Tapering postponed

by: Peter de Bruin

  • FOMC members were not convinced that the recovery was on a strong enough footing to taper…
  • …while Chairman Bernanke was less confident about a move ´later this year´
  •  Crucially, financial markets saw the Fed´s delay as positive to the growth outlook
  • Indeed, an accelerating economy should eventually prompt the Fed to act in December

FOMC members delay tapering,…

Against expectations, the Fed decided to keep its asset purchase programmes unchanged at $85bn a month. In contrast, markets had widely anticipated that the Fed would reduce the pace of its asset purchases, though expectations had been scaled back after August soft labour market report. Admittedly, the post-meeting statement continued to state that economic activity had been expanding at a ‘moderate pace’, though members wanted to see more evidence that progress will be sustained before adjusting the pace of purchases. In addition, the Committee is clearly worried about the recent tightening of financial conditions, which, if sustained, ‘could slow the pace of improvement in the economy and labor market’. Finally, the tapering decision was delayed because FOMC members were afraid that fiscal retrenchment could hurt the growth outlook too much, while they also feared that the upcoming fiscal debates about extending the continuing resolution and raising the debt ceiling could pose additional downside risks to growth.

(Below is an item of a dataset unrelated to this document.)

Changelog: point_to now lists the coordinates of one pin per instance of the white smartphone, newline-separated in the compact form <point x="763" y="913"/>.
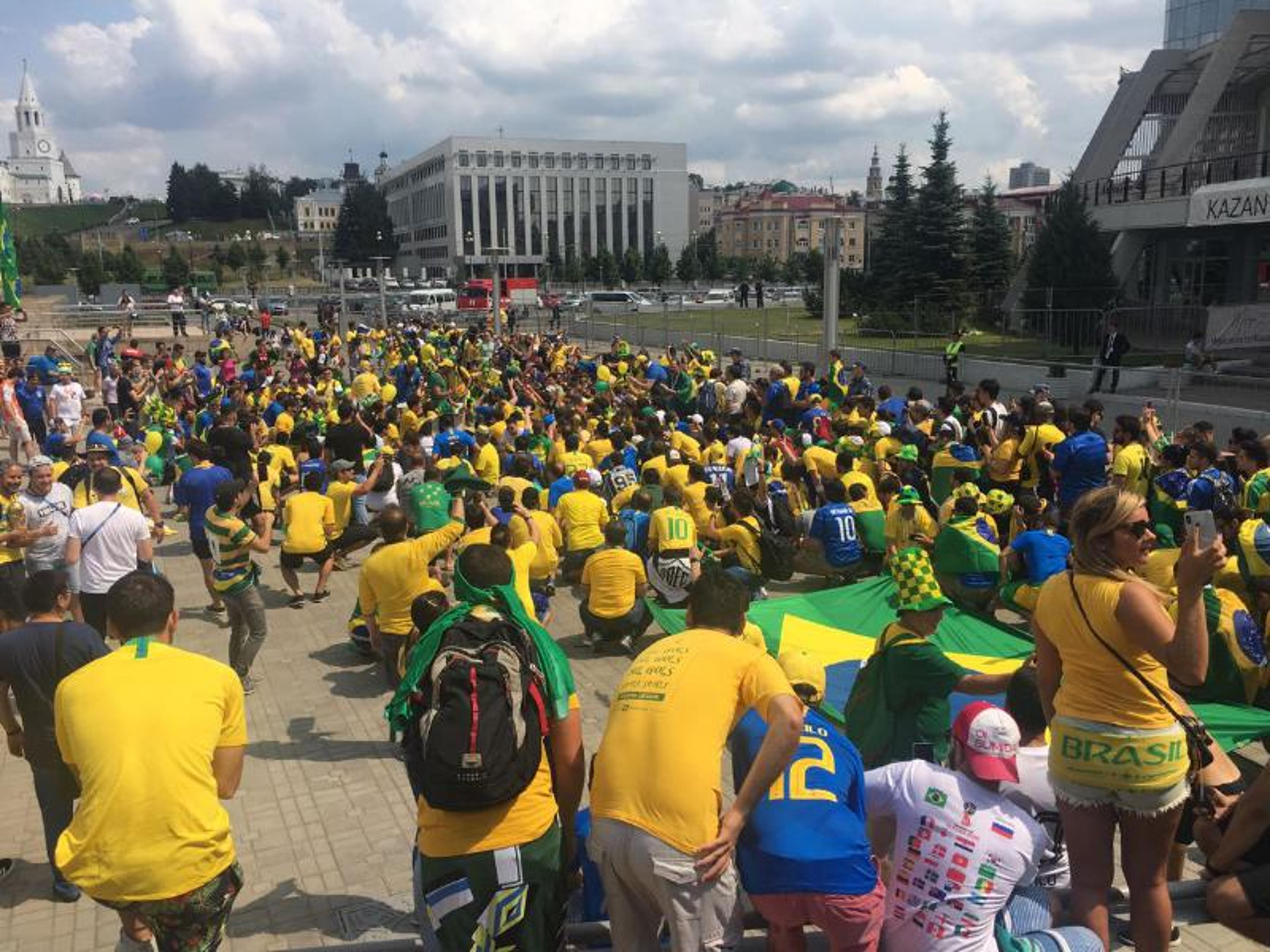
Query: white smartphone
<point x="1202" y="521"/>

…and sound less certain about a move later in the year…

Meanwhile, Chairman Ben Bernanke, in the press conference after the meeting, seemed to be less confident that the Fed will start to taper its QE programmes in coming months. Indeed, although a reduction in the Fed’s programmes was possible ‘later this year’, there was no ‘fixed calendar schedule’. Moreover, in contrast to June’s meeting when Bernanke had signalled that he expected the Fed to have completely unwound its QE programmes when the unemployment rate would have dropped to 7%, the Chairman now said that this was just an indication and that there was no ‘magic number’.


…while downgrading their economic projections

Furthermore, FOMC members lowered their economic forecasts. Indeed, the midpoint for 2013 GDP growth was now estimated at 2.2%, instead of 2.5% in June, while the growth forecast for 2014 was lowered from 3.3% to 3.0%. Growth in 2015 though, was kept unchanged at a midpoint of 3.3% and members saw growth in 2016 ranging between 2.5% and 3.3%. Interestingly, the unemployment rate in the final quarter of that year was expected to be between 5.4% and 5.9%, which is close to the Fed’s long-run unemployment rate estimates. Theoretically, monetary policy should be neutral, with a federal funds rate around 4%, when the unemployment rate reaches its long-run level, though FOMC members´ median projection of the Fed´s policy rate is only 2% at the end of 2016. This makes it clear that the Fed is not following a Taylor rule as the economy is recovering from the deepest crisis since WWII. For now, with inflation being low, this is not a problem, but it could cause problems further down the road. Indeed, we think that there is less slack in the economy than what the Fed estimates, which explains why we expect to see more rate hikes in 2015 and 2016.


Smart economics, bad communication

Although we were of the view that the build-up of market expectations would leave the Fed with no other choice but to take a first step, we view a delay of the Fed´s tapering decision as positive for the economic outlook and growth assets, as it shows that the central bank is determined to support the recovery and to prevent a premature tightening in financial conditions. That said, while we think that an acceleration in growth in the remainder of the year will prompt the Fed to eventually act in December, it is clear that the central bank is currently not scoring high marks on its ability to communicate with financial markets.